Chapter 3

Antioxidants as a Therapeutic Option in Inflammatory Liver Diseases with a Metabolic Origin

María de Fátima Higuera-de la Tijera and Alfredo Israel Servín-Caamaño


The inflammatory liver diseases with a metabolic origin, such as alcoholic liver disease (ALD) and nowadays, non-alcoholic fatty liver disease (NAFLD) associated to the growing epidemic of metabolic syndrome, are two important health care problems and common causes of cirrhosis and its complications in developed countries and worldwide. The physiopathology of these conditions, importantly involves oxidative stress. In ALD, alcohol metabolism comes from oxidative and nonoxidative pathways. The oxidative pathway involves two major enzymes, alcohol dehydrogenase (ADH), which oxidizes alcohol to acetaldehyde, and acetaldehyde dehydrogenase (ALDH) that transforms acetaldehyde to acetate.
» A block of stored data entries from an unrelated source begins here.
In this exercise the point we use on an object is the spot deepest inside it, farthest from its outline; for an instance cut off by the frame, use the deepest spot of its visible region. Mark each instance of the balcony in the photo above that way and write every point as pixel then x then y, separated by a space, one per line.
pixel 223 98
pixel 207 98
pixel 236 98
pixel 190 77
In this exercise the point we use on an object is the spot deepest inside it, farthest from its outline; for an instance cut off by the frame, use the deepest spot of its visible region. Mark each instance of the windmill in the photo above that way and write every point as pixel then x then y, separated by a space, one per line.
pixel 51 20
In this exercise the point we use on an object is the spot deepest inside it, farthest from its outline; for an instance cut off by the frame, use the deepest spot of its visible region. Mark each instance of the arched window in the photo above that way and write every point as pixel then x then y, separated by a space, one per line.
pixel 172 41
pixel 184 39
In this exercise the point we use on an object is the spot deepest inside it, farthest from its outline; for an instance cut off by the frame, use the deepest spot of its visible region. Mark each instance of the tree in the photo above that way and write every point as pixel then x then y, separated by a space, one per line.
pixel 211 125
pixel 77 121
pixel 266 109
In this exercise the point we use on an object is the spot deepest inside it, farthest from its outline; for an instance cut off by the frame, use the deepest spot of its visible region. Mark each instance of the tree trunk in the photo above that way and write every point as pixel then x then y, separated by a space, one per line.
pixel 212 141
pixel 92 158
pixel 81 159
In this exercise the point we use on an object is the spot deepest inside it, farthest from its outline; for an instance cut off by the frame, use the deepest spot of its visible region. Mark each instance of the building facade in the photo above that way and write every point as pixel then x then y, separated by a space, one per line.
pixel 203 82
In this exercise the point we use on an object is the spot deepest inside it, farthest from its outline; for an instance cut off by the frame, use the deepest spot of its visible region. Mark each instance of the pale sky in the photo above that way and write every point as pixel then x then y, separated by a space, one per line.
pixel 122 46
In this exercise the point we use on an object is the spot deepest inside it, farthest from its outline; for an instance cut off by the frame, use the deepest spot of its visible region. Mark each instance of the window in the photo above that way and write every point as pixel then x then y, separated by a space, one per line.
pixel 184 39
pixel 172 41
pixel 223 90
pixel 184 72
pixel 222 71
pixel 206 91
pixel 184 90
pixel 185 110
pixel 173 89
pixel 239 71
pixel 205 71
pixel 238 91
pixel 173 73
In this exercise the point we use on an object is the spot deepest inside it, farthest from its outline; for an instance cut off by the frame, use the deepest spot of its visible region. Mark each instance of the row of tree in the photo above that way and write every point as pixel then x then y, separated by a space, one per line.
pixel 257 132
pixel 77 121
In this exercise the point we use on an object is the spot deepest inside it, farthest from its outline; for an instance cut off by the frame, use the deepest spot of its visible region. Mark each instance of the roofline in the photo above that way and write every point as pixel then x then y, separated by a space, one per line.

Acetaldehyde is a cardinal toxin involved in alcohol-related liver injury. Reduced nicotinamide dinucleotide (NADH) generated by these enzymatic reactions also contributes to harm. The oxidation of alcohol also occurs via cytochrome P450 to cause liver damage by producing reactive oxygen species (ROS) that are guilty of activating redox-sensitive transcription factors, such as nuclear factor-kappaB (NF-kB), triggering and perpetuating a pro-inflammatory status. Similarly, oxidative stress, in addition to insulin resistance, is considered as a main factor contributing to liver injury in patients with non alcoholic steatohepatitis (NASH). Recently, oxidative stress constitutes a novel and attractive target for therapy, in ALD, NAFLD and NASH.